Saturday, October 20, 2012

A Harlem tradition? (Philippa [blog 6])

Continuing my series of blogs on the development of the opera Philippa, based on the life of Philippa Duke Schuyler, the Harlem-born concert pianist who died in Vietnam in 1967 rescuing schoolchildren...

As mentioned in my previous blog, I need to come to grips with quite a few background issues in writing the libretto for this work - the atmosphere in Harlem and New York as Philippa was growing up in 1930s and '40s; the wartime scene in Saigon and Hué in 1966 and '67; what it's like to be torn between identities and also what it's like to be a Catholic convert, and of course more...


Even now, the research is fascinating and influential. I have previously written that Philippa was the daughter of African-American journalist, George S. Schuyler, and wealthy white Texan, Josephine (Jody) Cogdell, who thought that if they pooled their superior genes they could create a genius who would show America a way out of the racial divide.

George S. Schuyler, photographed by Carl van Vechten 1941

I had previously considered George and Jody's 'experiment' in isolation, but in fact as I've been reading When Harlem Was in Vogue, David Levering Lewis's study, I've been thinking that George and Jody's idea was an outgrowth of the premise underlying much of the Harlem Renaissance; that African-Americans would find their way up in American society by the arts and literature, the only way open to them at the time.

Of course, parenting a child like Philippa is a big step up from Park Ave dowager Charlotte Osgood Mason sponsoring a novelist like Claude McKay or a poet like Langston Hughes, but I've been surprised in recent days to discover how many African-Americans of the 1920s aspired to better the white man in his culture (italics added).

I had a line for George in my Philippa scenario to the effect of: "...it needs to become unremarkable when a Negro writes a novel or composes a concerto." ['Negro?' - I'm using the language of the time]. Only yesterday I was reading about James Weldon Johnson who became executive secretary, and right hand man of W.E.B. DuBois, at the National Association for the Advancement of Colored People (NAACP) in 1920.

James Weldon Johnson, photographed by Carl van Vechten in 1932

He'd had quite a distinguished career and was quite active in Republican Party politics in the early years of the 20th century. (Republican sympathies among African-Americans were not so unusual 40 years after the first Republican president, Abraham Lincoln, had gone into bat for freedom).
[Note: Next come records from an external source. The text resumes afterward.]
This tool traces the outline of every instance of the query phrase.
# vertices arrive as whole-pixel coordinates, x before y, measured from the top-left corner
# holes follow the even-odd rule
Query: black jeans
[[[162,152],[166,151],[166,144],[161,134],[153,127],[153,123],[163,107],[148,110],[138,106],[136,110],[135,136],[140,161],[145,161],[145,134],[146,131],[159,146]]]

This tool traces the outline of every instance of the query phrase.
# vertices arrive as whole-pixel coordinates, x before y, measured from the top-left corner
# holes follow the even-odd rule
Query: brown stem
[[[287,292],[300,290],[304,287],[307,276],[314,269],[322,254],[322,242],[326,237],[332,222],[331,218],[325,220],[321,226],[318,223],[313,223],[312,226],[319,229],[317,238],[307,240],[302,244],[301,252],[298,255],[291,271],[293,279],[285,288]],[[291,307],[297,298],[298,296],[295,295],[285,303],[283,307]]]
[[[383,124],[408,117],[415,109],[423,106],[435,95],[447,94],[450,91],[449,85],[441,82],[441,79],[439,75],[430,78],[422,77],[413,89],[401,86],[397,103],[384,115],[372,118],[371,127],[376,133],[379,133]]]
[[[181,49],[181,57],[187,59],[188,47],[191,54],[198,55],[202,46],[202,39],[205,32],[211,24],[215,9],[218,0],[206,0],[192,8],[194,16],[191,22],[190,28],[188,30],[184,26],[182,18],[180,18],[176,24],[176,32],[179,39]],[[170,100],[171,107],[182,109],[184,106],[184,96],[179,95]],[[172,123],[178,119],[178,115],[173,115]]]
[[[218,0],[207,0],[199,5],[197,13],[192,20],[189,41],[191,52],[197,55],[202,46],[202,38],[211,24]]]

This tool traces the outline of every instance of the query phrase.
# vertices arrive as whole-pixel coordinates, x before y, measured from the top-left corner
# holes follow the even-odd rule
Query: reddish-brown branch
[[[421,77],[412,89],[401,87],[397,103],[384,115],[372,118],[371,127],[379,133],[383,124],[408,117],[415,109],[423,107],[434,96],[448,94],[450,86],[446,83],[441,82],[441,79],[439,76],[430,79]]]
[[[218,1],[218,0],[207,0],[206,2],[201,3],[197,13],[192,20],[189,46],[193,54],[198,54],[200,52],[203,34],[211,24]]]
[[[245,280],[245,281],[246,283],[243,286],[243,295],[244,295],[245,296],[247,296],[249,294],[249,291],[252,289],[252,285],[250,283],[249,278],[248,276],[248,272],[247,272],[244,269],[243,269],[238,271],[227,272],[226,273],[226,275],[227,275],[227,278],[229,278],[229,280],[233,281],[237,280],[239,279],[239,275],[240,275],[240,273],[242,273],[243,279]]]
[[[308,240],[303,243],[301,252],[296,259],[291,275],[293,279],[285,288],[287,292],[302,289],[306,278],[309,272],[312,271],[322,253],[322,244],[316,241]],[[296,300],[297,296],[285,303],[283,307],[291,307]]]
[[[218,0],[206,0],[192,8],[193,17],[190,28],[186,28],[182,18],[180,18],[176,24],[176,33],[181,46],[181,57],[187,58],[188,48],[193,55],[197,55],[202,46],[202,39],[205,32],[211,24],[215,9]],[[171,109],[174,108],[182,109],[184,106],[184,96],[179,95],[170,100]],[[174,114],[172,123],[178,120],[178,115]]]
Teddy Roosevelt made Johnson consul in Puerto Cabello, Venezuela in the spring of 1906 and, as Levering Lewis says, "...Consul Johnson [fluent in Spanish and almost so in French] found his social acceptance in Venezuela so complete that he worried about his failure to make an impact 'as a Negro,' for Johnson was a racial chauvinist of a special kind. He wanted his complete and natural assimilation of European culture to make such an impression that whites enjoying his cosmopolitan company would inevitably draw positive generalizations about Afro-Americans."
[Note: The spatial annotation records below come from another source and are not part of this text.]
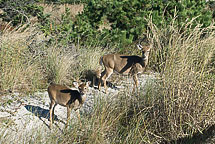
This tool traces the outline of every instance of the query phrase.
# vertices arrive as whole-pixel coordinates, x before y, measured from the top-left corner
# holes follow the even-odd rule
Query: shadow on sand
[[[210,126],[202,133],[198,132],[192,137],[184,137],[175,141],[164,142],[164,144],[206,144],[215,143],[215,125]]]

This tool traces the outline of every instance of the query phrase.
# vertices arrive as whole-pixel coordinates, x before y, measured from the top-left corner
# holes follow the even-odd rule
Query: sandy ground
[[[100,97],[110,98],[123,87],[133,87],[132,78],[127,78],[127,83],[123,83],[114,88],[108,88],[105,94],[104,88],[98,91],[97,88],[90,87],[87,100],[80,109],[81,114],[91,113],[95,101]],[[142,75],[139,78],[140,87],[147,81],[153,80],[153,75]],[[29,96],[22,96],[19,93],[2,97],[3,103],[0,105],[0,143],[26,143],[41,133],[50,132],[49,129],[49,96],[47,91],[37,92]],[[66,108],[57,105],[55,108],[55,124],[53,129],[62,133],[66,122]],[[76,113],[72,111],[71,122],[77,122]],[[52,129],[52,130],[53,130]]]

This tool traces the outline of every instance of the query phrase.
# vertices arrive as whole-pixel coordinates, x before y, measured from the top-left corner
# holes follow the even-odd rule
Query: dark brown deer
[[[134,88],[138,86],[137,74],[142,73],[148,64],[148,57],[150,46],[143,47],[141,42],[137,45],[138,49],[142,51],[142,56],[127,56],[121,54],[108,54],[100,58],[100,65],[104,65],[105,70],[101,73],[98,84],[98,89],[101,89],[101,82],[104,82],[105,93],[107,93],[106,81],[113,72],[122,75],[132,75],[134,80]]]
[[[50,84],[48,87],[48,94],[50,98],[50,128],[52,127],[52,123],[54,120],[54,109],[57,104],[67,107],[67,123],[70,120],[71,109],[76,111],[76,114],[80,121],[79,108],[85,102],[87,96],[87,90],[90,82],[81,83],[78,85],[75,83],[74,85],[78,87],[78,90],[73,90],[67,86],[59,85],[59,84]]]

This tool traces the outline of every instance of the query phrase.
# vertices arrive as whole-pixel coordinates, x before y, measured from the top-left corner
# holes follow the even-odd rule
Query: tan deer
[[[134,80],[134,88],[138,86],[137,74],[142,73],[148,64],[148,57],[150,52],[150,46],[143,47],[140,44],[137,45],[138,49],[142,51],[142,57],[139,56],[127,56],[120,54],[108,54],[100,58],[100,65],[104,65],[105,70],[101,73],[101,77],[98,84],[98,89],[101,89],[101,82],[104,82],[105,93],[107,93],[106,81],[113,72],[117,72],[122,75],[132,75]]]
[[[48,87],[48,94],[50,98],[50,128],[52,128],[52,123],[54,121],[54,109],[57,104],[67,107],[67,123],[66,127],[68,126],[68,122],[70,120],[70,113],[71,109],[74,109],[79,121],[80,121],[80,113],[79,108],[86,100],[86,93],[88,90],[90,82],[81,83],[74,83],[74,85],[78,88],[71,89],[67,86],[59,85],[59,84],[50,84]]]

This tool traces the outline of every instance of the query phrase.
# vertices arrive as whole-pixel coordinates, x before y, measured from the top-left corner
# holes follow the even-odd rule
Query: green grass
[[[41,132],[38,140],[29,142],[161,143],[192,137],[214,125],[214,27],[199,25],[190,31],[191,25],[178,28],[173,21],[158,29],[149,20],[149,67],[160,73],[158,80],[139,93],[120,92],[115,102],[101,99],[92,114],[82,116],[82,127],[71,124],[61,135],[49,133],[46,139]],[[28,49],[28,36],[17,41],[2,38],[1,90],[36,91],[50,81],[70,84],[84,77],[85,70],[96,70],[99,57],[114,50],[54,44],[38,47],[43,55],[36,55]]]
He and George were not the only ones in Harlem to think like this. Levering Lewis says, on page 148, of his book: "This was the fundamental credo of his Talented Tenth brothers and sisters - of [Jessie] Fauset, and Charles Johnson, and [Walter] White, and others - that the assimilated, cultured Afro-Saxon was every whit the equal of his 'Nordic' counterpart. To fall away from orthodox religion, to mine the black folk tradition for its barely known riches, and to cheer the marines in the Caribbean [putting down revolutions] and the capitalists at home were not aberrations but the reasonable reflections of genuine convictions of upper middle-class status. Yet the class was part of the race, and the generality of the race was not yet, they conceded, Civic Club material. Hence, the violent tensions in psychology and logic of Johnson and his class as they protested that if they matched the best whites, given the distance travelled and the roadblocks surmounted, it was because they were, in truth, superior human material." And there's even a lineage for George's extreme conservatism (I've noted before that he was a member of the John Birch Society in later life). Johnson and Charles Johnson and Walter White "chose", says Lewis, "to ignore the economic impotence of Afro-Americans, arguing, as Charles Johnson had and Walter White did, that 'the status of the Negro in the United States is more a question of mental attitude toward the race than of actual conditions'." Pull yourself up, don't balkanise yourself, etc., etc....
 
By the way, among Johnson's achievements may be "first Floridian ever to compose an opera" and translation of Granados' Goyescas for The Metropolitan Opera. There also seems to be a modern-day incarnation of these sentiments in some of the information you might glean about Condoleezza Rice, George W. Bush's Secretary of State. Without ascribing the same motives (she may just like the music), Secretary Rice would meet with musicians once a week at her apartment in the Watergate building and play Brahms, her favourite composer. And I have a favourite story about Rice...once when she'd had a gutful of the racism of one of her professors she said to him (I paraphrase): "Look, I play Bach and I've read War and Peace twice - in Russian. I'm better in your culture than you are." [italics added]

There are certainly nuances I didn't expect that I am going to have to get if this libretto is to have any authenticity.